Radici bionde - Bernardine Evaristo

Riusciamo a immaginarci una realtà in cui sono i bianchi, anzi i “bianki” a essere stati schiavi dei neri? È questo che ci spinge a fare Bernardine Evaristo in “Radici bionde”, romanzo satirico-distopico uscito nel 2008 e appena tradotto da Martina Testa per Sur.
Nonostante la struttura sia diversa e la forma più tradizionale, si possono già vedere in Radici bionde parecchi dei tratti tanto ammirati in Ragazza, donna, altro.

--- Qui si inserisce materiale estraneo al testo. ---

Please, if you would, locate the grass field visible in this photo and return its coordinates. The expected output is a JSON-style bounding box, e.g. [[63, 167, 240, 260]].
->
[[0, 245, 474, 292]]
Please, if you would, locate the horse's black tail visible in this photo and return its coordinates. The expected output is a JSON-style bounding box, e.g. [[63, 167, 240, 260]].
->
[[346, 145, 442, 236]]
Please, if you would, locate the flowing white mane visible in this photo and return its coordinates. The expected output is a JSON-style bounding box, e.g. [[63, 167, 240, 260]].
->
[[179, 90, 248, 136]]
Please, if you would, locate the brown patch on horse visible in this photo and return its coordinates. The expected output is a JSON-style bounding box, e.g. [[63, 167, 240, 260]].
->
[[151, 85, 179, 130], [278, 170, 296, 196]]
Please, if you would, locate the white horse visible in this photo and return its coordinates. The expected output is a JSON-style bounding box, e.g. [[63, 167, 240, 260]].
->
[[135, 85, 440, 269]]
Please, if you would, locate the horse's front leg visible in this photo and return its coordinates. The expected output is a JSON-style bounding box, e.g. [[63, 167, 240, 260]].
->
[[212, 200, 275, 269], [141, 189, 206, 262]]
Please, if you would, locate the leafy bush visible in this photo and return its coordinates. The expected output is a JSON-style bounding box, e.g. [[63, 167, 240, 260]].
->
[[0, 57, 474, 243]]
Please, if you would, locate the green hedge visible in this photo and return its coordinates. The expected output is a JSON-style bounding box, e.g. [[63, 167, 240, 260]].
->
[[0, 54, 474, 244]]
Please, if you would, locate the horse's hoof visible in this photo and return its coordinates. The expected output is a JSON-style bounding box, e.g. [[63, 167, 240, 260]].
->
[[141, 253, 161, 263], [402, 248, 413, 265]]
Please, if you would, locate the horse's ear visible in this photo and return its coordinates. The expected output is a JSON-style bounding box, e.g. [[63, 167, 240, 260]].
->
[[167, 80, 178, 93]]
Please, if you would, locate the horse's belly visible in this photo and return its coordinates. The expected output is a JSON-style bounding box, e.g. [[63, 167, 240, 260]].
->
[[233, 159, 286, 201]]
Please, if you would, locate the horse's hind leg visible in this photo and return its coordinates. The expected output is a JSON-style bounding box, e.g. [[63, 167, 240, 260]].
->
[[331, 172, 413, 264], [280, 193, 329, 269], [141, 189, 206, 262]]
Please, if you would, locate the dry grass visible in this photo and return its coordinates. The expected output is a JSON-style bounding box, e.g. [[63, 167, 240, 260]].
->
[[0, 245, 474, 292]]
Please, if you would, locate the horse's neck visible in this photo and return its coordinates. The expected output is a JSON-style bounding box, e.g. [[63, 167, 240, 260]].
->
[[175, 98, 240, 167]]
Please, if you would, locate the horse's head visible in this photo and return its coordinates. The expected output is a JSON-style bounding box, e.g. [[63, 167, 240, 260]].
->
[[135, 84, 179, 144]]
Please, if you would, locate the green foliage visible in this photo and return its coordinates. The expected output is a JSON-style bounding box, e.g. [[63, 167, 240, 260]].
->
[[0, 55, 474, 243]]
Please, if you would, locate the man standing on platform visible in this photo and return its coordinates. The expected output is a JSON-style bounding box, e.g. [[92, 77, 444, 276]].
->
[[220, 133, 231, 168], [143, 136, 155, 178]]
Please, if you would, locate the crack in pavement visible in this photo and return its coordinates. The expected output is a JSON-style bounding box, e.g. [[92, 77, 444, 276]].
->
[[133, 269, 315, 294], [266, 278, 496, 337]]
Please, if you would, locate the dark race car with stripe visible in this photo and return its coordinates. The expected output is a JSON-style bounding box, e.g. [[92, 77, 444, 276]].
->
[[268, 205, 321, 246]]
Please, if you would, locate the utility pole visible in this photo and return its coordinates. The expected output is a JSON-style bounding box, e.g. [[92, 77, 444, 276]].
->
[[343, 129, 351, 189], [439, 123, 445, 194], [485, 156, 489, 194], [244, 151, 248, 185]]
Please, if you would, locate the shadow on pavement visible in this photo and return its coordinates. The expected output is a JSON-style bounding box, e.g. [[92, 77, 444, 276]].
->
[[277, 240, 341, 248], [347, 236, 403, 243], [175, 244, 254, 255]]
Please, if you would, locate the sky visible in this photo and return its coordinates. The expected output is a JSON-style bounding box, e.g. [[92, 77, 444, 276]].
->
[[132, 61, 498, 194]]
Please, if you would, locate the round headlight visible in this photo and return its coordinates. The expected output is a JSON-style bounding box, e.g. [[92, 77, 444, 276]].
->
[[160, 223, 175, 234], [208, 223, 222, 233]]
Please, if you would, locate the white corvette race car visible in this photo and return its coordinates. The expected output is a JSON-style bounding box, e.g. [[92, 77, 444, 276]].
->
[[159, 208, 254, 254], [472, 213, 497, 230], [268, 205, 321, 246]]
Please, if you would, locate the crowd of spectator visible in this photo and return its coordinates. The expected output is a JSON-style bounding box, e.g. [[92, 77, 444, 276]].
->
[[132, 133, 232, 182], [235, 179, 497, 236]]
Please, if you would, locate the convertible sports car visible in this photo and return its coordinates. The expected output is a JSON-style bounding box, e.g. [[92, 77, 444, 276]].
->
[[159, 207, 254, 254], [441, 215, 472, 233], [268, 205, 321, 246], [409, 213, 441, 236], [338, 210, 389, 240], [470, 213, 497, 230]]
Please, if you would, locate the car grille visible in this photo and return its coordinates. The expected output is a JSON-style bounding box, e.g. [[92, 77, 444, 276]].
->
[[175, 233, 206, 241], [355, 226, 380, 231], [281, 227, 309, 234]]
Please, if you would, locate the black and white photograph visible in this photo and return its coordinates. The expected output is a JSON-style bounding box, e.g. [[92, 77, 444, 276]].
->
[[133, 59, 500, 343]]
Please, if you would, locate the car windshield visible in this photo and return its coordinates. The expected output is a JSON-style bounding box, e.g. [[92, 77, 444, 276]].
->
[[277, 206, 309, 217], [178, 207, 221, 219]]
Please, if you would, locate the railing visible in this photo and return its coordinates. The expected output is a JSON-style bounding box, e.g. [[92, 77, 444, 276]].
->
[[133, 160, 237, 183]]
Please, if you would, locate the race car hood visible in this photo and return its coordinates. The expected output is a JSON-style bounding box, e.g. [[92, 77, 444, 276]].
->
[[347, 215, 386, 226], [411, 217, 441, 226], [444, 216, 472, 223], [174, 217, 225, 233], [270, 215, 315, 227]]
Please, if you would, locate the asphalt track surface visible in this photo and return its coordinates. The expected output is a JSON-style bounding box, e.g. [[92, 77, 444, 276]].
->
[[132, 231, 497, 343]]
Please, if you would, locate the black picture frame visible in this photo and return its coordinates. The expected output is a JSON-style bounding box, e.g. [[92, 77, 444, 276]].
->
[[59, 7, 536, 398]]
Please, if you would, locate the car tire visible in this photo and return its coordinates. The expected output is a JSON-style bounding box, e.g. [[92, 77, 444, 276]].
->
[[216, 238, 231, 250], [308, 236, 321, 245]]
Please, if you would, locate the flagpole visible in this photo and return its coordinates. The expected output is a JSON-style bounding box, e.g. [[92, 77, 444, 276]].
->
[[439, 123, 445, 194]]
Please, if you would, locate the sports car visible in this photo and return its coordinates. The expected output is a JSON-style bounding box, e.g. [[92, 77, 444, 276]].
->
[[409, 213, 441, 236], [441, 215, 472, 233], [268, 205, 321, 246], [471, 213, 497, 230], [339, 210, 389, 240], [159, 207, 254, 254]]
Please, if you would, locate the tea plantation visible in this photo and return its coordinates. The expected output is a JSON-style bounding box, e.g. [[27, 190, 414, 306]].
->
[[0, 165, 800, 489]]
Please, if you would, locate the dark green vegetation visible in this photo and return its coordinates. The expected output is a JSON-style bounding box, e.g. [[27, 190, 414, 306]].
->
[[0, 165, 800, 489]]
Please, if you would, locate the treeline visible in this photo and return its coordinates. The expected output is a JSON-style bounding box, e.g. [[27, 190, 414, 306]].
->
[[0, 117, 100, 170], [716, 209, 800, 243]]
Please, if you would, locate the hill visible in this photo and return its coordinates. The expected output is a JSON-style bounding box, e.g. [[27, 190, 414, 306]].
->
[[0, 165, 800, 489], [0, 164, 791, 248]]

Primo fa tutti la grande intelligenza di Evaristo, la sua capacità di lavorare sui dettagli per stravolgere la nostra percezione della realtà. Poi l’intenzione di scardinare i preconcetti e i nostri schemi mentali, molto più radicati di quanto crediamo. Il tutto caratterizzato da un’ironia sottile e acuta, alternata a pagine brutali ed estremamente realistiche basate sulla cronaca storica.

Non bisogna farsi spaventare dal termine “distopia” perché il capovolgimento in Radici Bionde non va verso un mondo apocalittico, ma è un assunto da cui partire, un forte espediente narrativo messo in campo per sfidarci a riflettere.

L’AUTRICE

Bernardine Evaristo è nata a Londra nel 1959 da madre inglese e padre nigeriano. È autrice di otto romanzi (fra cui Mr. Loverman, Playground 2014) e di testi teatrali e critici, ed è da sempre impegnata in campagne per l’inclusione e la visibilità degli artisti di colore. Ragazza, donna, altro, vincitore del Man Booker Prize e di un British Book Award, finalista all’Orwell Prize per la letteratura politica e al Women’s Prize for Fiction, nel Regno Unito è stato il primo libro di una donna di colore ad arrivare in testa alla classifica della narrativa tascabile.

“Radici bionde” è un romanzo molto bello e secondo noi viene ancora più apprezzato da lettorə che si vogliono mettere in gioco, per riflettere su alcune dinamiche sociali e culturali di discriminazioni storicizzate. 

In questa prospettiva, profondamente politica, il libro diventa uno strumento di analisi sul mondo.